Using an open debug interconnect model to simplify embedded systems design

Tom Cunningham, Freescale Semiconductor

AUGUST 29, 2007

Technology people are generally familiar with the Open Systems Interconnection model for computer networks and protocols, often referred to as the OSI Reference Model (ISO 7498)[1]. The Basic Reference portion of the model consists of seven layers which build upon each other with increasing levels of abstraction (See Figure 1 below).

This article postulates that a similar abstraction may be applied to the embedded debugging world, with functional layers analogous to the OSI model. Further, individual layers can be assigned to particular debug entities, just like, for example, the association of the OSI network layer to routers, or the application layer association with a host.

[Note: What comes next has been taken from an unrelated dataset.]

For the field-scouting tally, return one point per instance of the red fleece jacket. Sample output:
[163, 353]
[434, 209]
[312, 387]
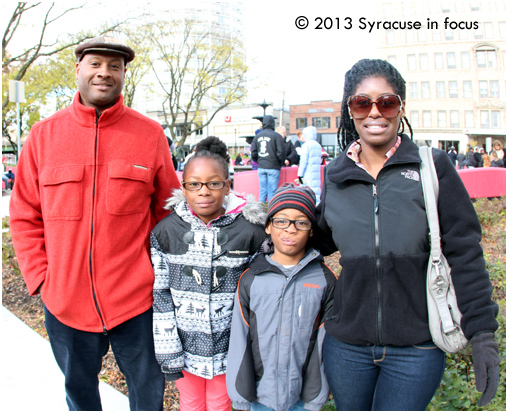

Figure 1. OSI Layers and Example implementations

The intent here is to explore levels of debugging functionality, with the OSI model as a guide, and identify hierarchical layers and associations among hardware and software to produce a model of debugging interrelationships. It is hoped that such a model may provide clarity in understanding the myriad ways debugger components interact.

Layer 1: The Test Access Port (TAP) Layer
In the embedded debug domain, the physical layer usually corresponds to some form of synchronous serial interface that operates at a fraction of the target processor speed. Analogous to the ubiquity of TCP/IP in the networking world, the most common debug interface at the physical level is IEEE 1149.1, otherwise known as JTAG [2].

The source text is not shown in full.